In light of the talk of graduations, I thought my 13th post (my second lucky number) would naturally fall on the 6th anniversary of my high school graduation. Yeah, that seems a bit excessive to discuss, don’t you think? Still, it’s hard to believe that six years ago, I was walking across that stage with my shnazzy red robe, receiving my diploma. I was lucky to be surrounded by my closest friends and family and even got to sing with two friends, “For Good” from Wicked as our graduation song. I remember very vividly the emotions surging through as I sang my bit, to the biggest audience I had performed for yet, and walking back to my seat to see my two best friends: Catie and Andrea, absolutely sobbing in their seats… it was then I started to lose it.
As a child, your whole life is wrapped up in school: elementary, middle, and high. These moments are so amazingly huge for you at the time and then all the sudden, without warning, it ends.
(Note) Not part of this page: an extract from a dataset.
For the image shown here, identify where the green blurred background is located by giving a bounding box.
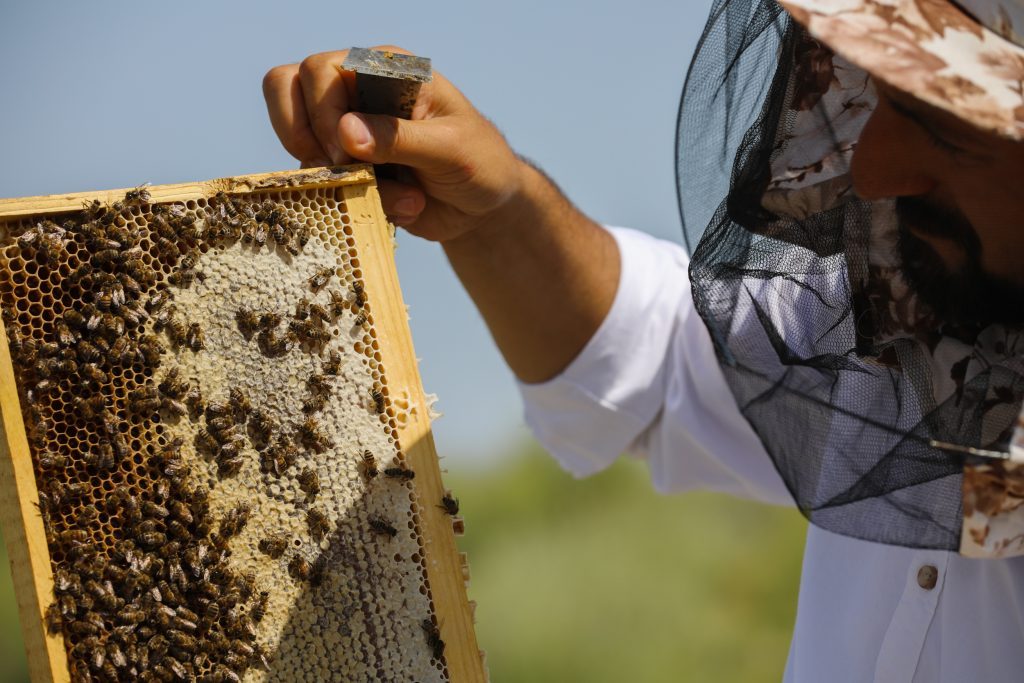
[0,449,806,683]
You can choose to continue on with school, but it’s not a requirement, and your forced to decide: What now? Do you do the norm of diving right into college without a break and spend five years accruing massive amounts of loans? Or do you wait, take some time to enjoy your youth and work? The latter certainly pushes you into adulthood faster, but either way, the only worries of school work, what clothes to wear, and that show you’re thinking of auditioning for are now over. Now there are worries of money, housing, future, family, bills, etc looming in your future. And despite the scariness, it’s also quite exhilarating.
Now, that all ended six years ago, but at the same time it feels like yesterday. I tend to dwell on hardships and trouble and forget about all that I have accomplished in these six years as a person. I’ve grown tremendously. I’ve gained weight and lost a ton of weight… of course only to gain it back but lessons were learned. I worked as a researcher for four years and was on two publications before the age of 21. I attended and graduated college. I was in a variety of organizations. I joined a sorority. And now I have my first big-girl job.
It’s crazy to think about. I just need to remember just how blessed I am these days. Working on it, but it takes time.
So happy 6th Anniversary to the LHS class of 2006!